Моя практика

Убийство без трупа

В делах об убийствах главной уликой является труп потерпевшего, но обнаружить его получается не всегда. Еще недавно в России существовал принцип «нет тела – нет дела», однако все чаще судебная практика от него отходит.

Принцип «нет тела – нет дела» в российской правоприменительной практике был заложен еще в советское время. Раньше считалось, что невозможно доказать преступление, в результате которого причинена смерть, без установления самого факта смерти. Иначе достижение уровня доказанности, который позволял бы утверждать, что деяние «вне всяких сомнений» повлекло за собой смерть пострадавшего и, тем более что это деяние является преступлением, невозможно.

Этот подход косвенно был закреплен даже в уголовно-процессуальном законодательстве в статье об обязательном назначении судебной экспертизы (статья 79 УПК РСФСР).

То есть в каждом случае, когда требовалось «установить причины смерти и характер телесных повреждений», необходимо было проводить экспертное исследование, другого пути не было. Соответственно, отсутствие трупа делало невозможным установление причин смерти, а значит и квалификацию деяния как преступного.

От данного подхода стали отходить в 2000-х, и хотя первое время присяжные заседатели и судьи крайне осторожно подходили к обвинению в делах, где отсутствует труп потерпевшего, приговоры по делам без тела выносились. В последние же лет 10 их выносят все увереннее и чаще, хотя мнение относительно законности таких приговоров сильно разнится, что неудивительно – единой позиции нет даже у Верховного Суда.

Например, в 2014 году ВС РФ оставил в силе приговор Иркутского областного суда в отношении Никитиной А., Ивановой А., Правдивой А. по части 2 статьи 105 УК «Убийство». Подавая апелляцию, осужденные руководствовались тем, что труп потерпевшего не обнаружен, а значит, их вина в убийстве не может быть доказана. Однако ВС РФ постановил, что факт отсутствия трупа не ставит под сомнение вывод суда о доказанности виновности осужденных в совершении убийства, поскольку данный вывод основан на совокупности исследованных в ходе судебного рассмотрения доказательств: протоколе осмотра места происшествия, заключении экспертов, показаниях свидетелей, а также осужденных Никитиной, Ивановой и Правдиной на предварительном следствии.

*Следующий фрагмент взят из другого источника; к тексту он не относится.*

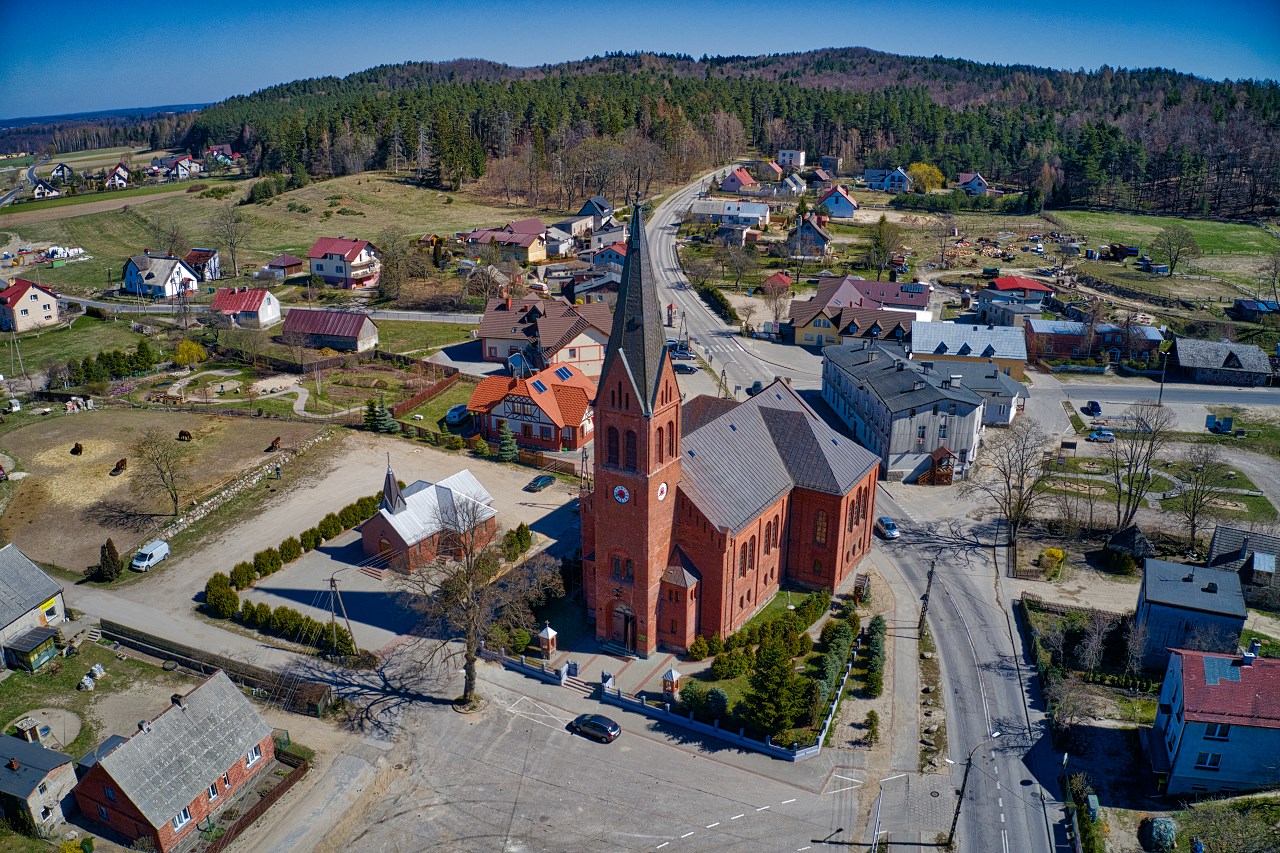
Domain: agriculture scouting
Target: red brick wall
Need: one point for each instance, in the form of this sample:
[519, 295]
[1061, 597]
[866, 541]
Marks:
[124, 817]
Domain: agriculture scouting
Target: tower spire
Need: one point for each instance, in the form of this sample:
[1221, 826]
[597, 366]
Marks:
[393, 501]
[636, 338]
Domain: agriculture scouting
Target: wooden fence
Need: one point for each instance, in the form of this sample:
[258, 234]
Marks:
[292, 693]
[259, 808]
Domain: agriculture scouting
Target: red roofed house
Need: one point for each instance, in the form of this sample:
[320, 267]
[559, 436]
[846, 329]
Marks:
[547, 332]
[26, 305]
[973, 183]
[1217, 724]
[615, 254]
[245, 308]
[739, 179]
[778, 279]
[839, 203]
[549, 410]
[346, 331]
[350, 263]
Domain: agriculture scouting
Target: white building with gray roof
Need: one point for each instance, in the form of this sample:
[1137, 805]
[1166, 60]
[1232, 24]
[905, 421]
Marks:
[901, 410]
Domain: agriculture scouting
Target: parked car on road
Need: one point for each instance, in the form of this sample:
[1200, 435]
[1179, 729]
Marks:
[150, 555]
[597, 726]
[540, 482]
[456, 415]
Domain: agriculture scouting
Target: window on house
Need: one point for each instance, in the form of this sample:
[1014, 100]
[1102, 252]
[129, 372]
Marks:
[631, 451]
[1217, 731]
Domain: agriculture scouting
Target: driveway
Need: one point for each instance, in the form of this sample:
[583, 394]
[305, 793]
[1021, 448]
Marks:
[163, 603]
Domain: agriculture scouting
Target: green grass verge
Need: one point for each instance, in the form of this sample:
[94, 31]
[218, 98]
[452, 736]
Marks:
[408, 336]
[87, 337]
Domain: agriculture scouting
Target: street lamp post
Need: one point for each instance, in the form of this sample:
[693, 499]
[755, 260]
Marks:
[964, 783]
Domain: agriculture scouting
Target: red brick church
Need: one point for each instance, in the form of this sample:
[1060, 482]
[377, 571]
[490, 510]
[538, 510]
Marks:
[699, 509]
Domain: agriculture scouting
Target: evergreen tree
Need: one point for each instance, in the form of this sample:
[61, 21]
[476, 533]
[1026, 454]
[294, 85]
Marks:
[776, 697]
[507, 448]
[109, 564]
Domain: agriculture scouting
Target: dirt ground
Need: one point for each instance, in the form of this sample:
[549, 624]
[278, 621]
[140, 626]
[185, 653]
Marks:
[69, 505]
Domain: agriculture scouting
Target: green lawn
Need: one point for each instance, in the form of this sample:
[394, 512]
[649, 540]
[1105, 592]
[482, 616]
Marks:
[24, 692]
[433, 410]
[408, 336]
[1214, 237]
[86, 337]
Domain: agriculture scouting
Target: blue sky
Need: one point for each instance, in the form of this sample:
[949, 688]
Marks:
[138, 53]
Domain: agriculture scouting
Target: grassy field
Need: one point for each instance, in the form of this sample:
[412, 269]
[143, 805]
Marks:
[1214, 237]
[86, 337]
[407, 336]
[388, 204]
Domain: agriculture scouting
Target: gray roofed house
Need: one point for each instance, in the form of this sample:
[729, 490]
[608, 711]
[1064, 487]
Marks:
[1220, 363]
[905, 410]
[1249, 553]
[1183, 606]
[789, 445]
[36, 781]
[640, 346]
[178, 767]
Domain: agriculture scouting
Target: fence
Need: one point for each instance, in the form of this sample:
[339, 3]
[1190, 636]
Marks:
[296, 694]
[256, 810]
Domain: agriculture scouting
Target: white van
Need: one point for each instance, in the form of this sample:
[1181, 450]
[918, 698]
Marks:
[150, 555]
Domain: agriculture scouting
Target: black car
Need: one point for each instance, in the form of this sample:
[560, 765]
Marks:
[595, 726]
[540, 482]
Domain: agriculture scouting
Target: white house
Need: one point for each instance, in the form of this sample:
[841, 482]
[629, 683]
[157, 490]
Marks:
[158, 276]
[246, 308]
[973, 183]
[887, 179]
[791, 158]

При этом в Постановлении Пленума от 29 ноября 2016 года N 55 «О судебном приговоре» Верховный суд напоминает, что обвинительный приговор не может быть основан на предположениях и постановляется лишь при условии, если в ходе судебного разбирательства виновность подсудимого в совершении преступления доказана. Также следует неукоснительно соблюдать принцип презумпции невиновности, согласно которому все сомнения в виновности обвиняемого, которые не могут быть устранены в порядке, установленном Уголовно-процессуальным кодексом Российской Федерации, толкуются в его пользу.

Сегодня моему доверителю, обвиняемому в совершении убийства пятнадцатилетней давности, суд избрал меру пресечения в виде домашнего ареста, проигнорировав все доводы защиты о непричастности доверителя в убийстве.

Сразу скажу, что одних признательных показаний недостаточно для того,  чтобы обвинять человека, в соответствии с ч. 2 ст. 77 УПК РФ «признание обвиняемым своей вины в совершении преступления может быть положено в основу обвинения лишь при подтверждении его виновности совокупностью имеющихся по уголовному делу доказательств». Иначе говоря, показания обвиняемого в форме признания вины могут использоваться для обоснования виновности обвиняемого только при их подкреплении другими доказательствами. Данное положение уголовно‑процессуального закона является типичным и единственным для современного российского уголовного процесса примером применения метода отрицательной формализации доказательств. Это необходимо в противовес действовавшему до Судебной реформы 1864 г. и характерному для инквизиционного уголовного судопроизводства правилу о том, что «собственное признание подсудимого есть лучшее свидетельство всего света» (ст. 1069 Свода законов 1832 г.). Если ранее речь шла о «царице доказательств», то сегодня, напротив, – о самом юридически слабом из всех возможных доказательств. Такой подход позволяет хотя бы отчасти преодолеть специальными юридическими методами все еще заложенную в подсознании многих (хотя уже полтора столетия нормативно не отраженную) фактическую переоценку доказательственного значения признания обвиняемым своей вины.